4.1 Why Numbered Scripts?

Numbered scripts encode dependency ordering:

1. domain must exist before runtime config;
2. server must be running before remote config;
3. JDBC pool must exist before JDBC resource;
4. resources must exist before app deployment;
5. health check must happen after deployment.

5. Script Foundation

Create a shared script.

#!/usr/bin/env bash
set -euo pipefail

: "${GF_HOME:?GF_HOME is required}"
: "${DOMAIN_NAME:=domain1}"
: "${ADMIN_PORT:=4848}"
: "${HTTP_PORT:=8080}"
: "${HTTPS_PORT:=8181}"
: "${ADMIN_USER:=admin}"

ASADMIN="$GF_HOME/bin/asadmin"

log() {
  printf '\n[%s] %s\n' "$(date -Is)" "$*"
}

run() {
  log "asadmin $*"
  "$ASADMIN" "$@"
}

5.1 Why set -euo pipefail?

• -e: fail on command error;
• -u: fail on unset variable;
• -o pipefail: fail if any command in pipeline fails.

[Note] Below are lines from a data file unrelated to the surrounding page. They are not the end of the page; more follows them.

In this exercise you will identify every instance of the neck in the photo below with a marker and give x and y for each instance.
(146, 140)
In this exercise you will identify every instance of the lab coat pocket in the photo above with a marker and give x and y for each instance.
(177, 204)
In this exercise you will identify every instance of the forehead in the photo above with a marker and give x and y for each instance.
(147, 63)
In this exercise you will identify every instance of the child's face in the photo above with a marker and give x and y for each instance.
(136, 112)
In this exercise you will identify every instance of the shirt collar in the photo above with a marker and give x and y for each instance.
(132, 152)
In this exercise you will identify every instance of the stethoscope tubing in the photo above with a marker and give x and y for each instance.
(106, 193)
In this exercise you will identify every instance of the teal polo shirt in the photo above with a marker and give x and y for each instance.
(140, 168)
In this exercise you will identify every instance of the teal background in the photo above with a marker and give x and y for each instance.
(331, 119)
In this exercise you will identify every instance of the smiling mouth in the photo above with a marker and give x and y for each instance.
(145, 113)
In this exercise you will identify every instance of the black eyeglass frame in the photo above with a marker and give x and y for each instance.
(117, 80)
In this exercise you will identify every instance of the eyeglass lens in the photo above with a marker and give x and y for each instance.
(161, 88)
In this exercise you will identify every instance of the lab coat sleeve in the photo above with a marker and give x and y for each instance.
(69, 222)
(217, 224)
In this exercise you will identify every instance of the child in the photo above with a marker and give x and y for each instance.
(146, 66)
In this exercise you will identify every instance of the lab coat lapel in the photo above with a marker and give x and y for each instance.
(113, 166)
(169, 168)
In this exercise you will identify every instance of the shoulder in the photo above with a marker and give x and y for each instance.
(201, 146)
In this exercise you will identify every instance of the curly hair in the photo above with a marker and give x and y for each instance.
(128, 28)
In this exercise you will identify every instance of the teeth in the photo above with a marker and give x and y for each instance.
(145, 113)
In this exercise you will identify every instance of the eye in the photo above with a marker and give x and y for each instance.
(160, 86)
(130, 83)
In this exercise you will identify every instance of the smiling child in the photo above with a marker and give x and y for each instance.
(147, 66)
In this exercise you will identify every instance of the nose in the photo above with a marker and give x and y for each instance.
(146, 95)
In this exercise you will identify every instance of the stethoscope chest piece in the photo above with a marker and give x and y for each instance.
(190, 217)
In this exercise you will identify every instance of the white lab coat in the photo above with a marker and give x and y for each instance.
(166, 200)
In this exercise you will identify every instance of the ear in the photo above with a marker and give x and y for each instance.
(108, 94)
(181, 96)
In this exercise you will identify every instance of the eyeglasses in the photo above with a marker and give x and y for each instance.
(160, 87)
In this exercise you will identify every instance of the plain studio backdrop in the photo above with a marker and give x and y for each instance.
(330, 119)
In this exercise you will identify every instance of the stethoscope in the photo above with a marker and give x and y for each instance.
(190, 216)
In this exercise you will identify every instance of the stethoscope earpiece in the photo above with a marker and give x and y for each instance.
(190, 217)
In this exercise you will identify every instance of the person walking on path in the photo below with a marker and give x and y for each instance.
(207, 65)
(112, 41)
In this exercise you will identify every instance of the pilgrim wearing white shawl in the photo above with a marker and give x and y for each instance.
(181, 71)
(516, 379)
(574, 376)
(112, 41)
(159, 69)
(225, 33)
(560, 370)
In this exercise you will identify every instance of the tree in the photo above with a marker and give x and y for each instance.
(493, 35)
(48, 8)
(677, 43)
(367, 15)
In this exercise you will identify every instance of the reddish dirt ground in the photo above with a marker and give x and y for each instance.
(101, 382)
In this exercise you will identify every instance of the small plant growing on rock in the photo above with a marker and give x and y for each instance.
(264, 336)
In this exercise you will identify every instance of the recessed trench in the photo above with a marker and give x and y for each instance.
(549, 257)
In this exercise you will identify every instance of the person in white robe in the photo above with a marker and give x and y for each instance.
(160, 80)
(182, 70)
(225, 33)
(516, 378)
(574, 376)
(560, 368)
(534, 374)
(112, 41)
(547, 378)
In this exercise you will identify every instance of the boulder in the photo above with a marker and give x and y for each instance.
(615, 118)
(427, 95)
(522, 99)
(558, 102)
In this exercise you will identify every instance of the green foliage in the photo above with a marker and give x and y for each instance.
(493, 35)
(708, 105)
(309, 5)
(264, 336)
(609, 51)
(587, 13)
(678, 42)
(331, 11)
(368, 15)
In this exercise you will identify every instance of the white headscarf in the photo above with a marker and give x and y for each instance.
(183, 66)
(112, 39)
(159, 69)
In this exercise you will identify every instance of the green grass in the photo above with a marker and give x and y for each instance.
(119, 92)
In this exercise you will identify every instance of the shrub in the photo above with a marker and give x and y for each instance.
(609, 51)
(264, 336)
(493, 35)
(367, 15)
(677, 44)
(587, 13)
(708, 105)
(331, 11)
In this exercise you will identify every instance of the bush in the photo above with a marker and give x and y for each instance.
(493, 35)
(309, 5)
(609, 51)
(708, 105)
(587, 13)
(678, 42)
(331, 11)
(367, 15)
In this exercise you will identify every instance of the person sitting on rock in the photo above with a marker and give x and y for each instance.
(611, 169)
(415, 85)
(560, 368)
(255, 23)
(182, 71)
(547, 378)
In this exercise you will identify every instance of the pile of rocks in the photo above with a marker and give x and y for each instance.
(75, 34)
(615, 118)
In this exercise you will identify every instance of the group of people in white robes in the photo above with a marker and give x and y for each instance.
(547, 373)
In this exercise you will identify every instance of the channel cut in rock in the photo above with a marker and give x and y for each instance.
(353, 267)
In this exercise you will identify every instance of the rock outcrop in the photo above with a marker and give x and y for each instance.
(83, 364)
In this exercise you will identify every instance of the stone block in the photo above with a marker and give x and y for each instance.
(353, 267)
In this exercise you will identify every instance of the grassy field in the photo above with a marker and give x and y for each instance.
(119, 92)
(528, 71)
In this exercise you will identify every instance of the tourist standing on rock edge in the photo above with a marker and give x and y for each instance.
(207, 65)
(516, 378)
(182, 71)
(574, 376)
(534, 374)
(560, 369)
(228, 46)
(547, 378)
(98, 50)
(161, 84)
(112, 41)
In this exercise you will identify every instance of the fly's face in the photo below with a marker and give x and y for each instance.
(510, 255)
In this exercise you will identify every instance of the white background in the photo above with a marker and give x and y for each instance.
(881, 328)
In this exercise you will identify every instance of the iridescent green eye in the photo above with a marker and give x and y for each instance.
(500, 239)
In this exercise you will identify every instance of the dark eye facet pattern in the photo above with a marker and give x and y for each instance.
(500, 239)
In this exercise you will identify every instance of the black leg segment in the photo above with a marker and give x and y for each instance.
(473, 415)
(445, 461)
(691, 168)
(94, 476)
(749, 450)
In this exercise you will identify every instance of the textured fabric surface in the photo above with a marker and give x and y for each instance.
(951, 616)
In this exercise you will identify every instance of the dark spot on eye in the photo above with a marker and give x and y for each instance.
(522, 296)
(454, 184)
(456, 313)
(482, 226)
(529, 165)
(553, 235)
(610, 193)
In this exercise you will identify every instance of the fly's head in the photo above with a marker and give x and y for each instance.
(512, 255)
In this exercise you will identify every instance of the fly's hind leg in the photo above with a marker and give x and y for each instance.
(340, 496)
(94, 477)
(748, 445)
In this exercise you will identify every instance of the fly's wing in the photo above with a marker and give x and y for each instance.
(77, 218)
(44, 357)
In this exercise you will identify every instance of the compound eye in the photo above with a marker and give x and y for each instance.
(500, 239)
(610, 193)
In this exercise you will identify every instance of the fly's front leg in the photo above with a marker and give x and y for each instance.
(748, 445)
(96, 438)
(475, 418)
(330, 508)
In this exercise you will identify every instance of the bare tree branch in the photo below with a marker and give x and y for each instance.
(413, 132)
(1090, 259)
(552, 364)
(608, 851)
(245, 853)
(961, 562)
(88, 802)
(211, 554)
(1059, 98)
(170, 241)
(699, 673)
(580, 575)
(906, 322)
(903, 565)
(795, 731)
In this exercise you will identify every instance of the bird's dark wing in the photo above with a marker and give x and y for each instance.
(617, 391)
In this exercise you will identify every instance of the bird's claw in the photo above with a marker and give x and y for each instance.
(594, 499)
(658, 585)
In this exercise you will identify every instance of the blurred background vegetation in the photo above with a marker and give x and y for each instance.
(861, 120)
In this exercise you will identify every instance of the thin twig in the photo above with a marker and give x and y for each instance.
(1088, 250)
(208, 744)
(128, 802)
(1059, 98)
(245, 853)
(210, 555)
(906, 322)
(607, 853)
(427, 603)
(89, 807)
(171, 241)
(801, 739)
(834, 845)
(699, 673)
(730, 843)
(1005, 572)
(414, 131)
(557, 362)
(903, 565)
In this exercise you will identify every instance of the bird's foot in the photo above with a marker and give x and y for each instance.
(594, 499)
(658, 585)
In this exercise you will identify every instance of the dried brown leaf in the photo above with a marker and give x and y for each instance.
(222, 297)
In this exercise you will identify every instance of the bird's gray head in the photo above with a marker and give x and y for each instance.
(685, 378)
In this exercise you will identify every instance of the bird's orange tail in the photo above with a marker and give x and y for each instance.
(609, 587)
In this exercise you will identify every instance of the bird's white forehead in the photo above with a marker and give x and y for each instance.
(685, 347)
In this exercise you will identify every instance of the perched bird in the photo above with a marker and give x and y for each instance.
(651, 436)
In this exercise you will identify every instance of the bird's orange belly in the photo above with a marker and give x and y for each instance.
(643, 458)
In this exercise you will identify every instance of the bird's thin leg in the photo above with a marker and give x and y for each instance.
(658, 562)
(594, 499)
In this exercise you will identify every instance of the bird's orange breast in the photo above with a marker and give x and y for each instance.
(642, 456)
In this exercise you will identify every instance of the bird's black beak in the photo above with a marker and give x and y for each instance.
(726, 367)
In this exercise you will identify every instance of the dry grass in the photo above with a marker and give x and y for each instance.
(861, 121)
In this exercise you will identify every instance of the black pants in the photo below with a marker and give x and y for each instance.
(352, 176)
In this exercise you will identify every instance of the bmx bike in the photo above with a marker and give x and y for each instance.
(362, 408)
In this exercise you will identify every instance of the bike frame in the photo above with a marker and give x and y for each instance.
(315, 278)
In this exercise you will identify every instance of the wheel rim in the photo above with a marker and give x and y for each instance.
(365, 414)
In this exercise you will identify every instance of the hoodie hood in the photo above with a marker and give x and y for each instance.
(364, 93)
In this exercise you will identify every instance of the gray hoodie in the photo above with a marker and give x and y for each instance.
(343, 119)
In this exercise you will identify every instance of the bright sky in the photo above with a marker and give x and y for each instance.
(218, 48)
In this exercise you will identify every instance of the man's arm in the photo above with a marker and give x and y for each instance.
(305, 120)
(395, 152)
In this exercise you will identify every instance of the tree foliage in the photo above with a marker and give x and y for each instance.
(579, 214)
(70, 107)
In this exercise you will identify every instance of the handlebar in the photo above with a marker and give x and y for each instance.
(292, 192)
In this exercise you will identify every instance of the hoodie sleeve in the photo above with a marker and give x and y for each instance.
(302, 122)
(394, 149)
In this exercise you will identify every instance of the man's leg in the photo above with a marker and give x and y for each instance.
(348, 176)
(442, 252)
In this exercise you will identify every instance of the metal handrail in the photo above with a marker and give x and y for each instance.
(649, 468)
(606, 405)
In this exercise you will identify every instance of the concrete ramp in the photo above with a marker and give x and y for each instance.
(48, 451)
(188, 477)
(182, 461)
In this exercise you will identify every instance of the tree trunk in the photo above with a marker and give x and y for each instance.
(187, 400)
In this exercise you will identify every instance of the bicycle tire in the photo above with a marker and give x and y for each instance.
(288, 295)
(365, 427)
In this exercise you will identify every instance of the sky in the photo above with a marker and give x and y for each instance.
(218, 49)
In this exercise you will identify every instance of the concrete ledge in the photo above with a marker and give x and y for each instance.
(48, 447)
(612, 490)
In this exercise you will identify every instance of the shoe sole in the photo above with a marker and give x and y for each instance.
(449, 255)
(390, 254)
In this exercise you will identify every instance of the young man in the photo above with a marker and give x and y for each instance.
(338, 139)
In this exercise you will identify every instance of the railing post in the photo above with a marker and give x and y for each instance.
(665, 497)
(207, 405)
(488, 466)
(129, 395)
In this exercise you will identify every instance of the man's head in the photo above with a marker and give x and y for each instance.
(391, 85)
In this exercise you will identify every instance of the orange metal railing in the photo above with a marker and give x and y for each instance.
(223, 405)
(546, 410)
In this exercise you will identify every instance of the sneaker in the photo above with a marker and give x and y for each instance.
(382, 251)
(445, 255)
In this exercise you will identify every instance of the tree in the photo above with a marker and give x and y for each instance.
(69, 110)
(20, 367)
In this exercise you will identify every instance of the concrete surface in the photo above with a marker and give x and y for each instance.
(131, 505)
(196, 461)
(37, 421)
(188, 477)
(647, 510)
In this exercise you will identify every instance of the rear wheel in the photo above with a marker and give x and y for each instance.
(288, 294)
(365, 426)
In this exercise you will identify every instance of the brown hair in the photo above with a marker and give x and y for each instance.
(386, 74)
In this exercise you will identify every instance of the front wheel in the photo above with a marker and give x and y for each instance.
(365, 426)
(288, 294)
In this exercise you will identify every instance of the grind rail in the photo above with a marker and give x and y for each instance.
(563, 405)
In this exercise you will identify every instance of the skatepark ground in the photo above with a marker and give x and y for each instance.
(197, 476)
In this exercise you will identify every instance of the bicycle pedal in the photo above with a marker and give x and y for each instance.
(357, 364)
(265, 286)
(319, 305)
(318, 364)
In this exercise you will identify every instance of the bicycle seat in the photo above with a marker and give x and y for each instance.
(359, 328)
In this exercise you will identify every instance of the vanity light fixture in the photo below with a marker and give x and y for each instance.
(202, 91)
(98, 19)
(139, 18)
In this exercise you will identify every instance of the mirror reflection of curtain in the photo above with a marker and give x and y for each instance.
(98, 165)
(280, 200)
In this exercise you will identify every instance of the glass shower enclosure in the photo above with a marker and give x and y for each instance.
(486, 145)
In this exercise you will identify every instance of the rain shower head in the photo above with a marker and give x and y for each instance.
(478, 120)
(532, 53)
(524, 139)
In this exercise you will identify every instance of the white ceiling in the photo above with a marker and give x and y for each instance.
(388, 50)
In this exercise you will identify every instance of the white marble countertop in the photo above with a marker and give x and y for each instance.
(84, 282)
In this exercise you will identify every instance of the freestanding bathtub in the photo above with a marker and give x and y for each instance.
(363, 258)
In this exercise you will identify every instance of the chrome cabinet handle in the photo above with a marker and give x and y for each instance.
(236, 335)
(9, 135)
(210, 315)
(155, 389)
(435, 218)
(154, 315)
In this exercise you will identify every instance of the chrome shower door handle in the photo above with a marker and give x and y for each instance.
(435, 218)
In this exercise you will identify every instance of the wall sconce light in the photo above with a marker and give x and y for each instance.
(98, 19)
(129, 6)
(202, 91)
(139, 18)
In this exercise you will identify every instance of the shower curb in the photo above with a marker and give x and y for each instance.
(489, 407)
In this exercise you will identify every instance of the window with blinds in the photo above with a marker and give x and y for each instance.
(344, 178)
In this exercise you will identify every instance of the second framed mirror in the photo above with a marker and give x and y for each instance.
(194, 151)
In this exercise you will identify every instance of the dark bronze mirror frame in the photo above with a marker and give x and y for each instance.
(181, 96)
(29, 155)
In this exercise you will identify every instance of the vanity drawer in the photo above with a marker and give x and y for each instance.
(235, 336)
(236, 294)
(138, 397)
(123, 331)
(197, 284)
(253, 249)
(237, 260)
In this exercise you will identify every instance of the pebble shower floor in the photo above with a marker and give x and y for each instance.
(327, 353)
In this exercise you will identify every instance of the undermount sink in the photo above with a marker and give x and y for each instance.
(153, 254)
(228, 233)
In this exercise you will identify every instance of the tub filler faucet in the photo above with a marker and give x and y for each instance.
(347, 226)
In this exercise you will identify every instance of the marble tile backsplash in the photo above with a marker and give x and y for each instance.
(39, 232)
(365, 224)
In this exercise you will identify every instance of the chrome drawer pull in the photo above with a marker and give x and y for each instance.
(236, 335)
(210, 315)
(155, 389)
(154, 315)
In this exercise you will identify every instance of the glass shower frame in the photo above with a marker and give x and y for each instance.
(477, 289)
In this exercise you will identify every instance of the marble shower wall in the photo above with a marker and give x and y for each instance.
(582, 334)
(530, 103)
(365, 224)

Configuration script must fail loudly. Silent partial config is worse than no config.

6. Environment File Pattern

dev.env:

export GF_HOME="/opt/glassfish8/glassfish"
export DOMAIN_NAME="orders-dev"
export ADMIN_PORT="4848"
export HTTP_PORT="8080"
export HTTPS_PORT="8181"
export DB_HOST="localhost"
export DB_PORT="5432"
export DB_NAME="orders"
export DB_USER="orders_app"
export DB_PASSWORD_FILE="/run/secrets/orders_db_password"
export APP_WAR="target/orders-api.war"

Load it:

source deploy/glassfish/env/dev.env
source deploy/glassfish/scripts/00-common.sh

6.1 Do Not Commit Secrets

Commit secret references, not secret values.

Good:

export DB_PASSWORD_FILE="/run/secrets/orders_db_password"

Bad:

export DB_PASSWORD="SuperSecret123"

7. Creating a Domain

#!/usr/bin/env bash
set -euo pipefail
source "$(dirname "$0")/00-common.sh"

if "$ASADMIN" list-domains | grep -q "^${DOMAIN_NAME} "; then
  log "Domain ${DOMAIN_NAME} already exists"
else
  log "Creating domain ${DOMAIN_NAME}"
  run create-domain \
    --adminport "$ADMIN_PORT" \
    --instanceport "$HTTP_PORT" \
    "$DOMAIN_NAME"
fi

7.1 Idempotency Pattern

The script checks current state before create.

Naive script:

asadmin create-domain orders-dev

fails on second run.

Idempotent script:

if exists; then skip; else create; fi

7.2 When Not to Auto-Create

For production, domain creation might be separated from application deployment. That is fine. But the desired domain configuration should still be represented as code.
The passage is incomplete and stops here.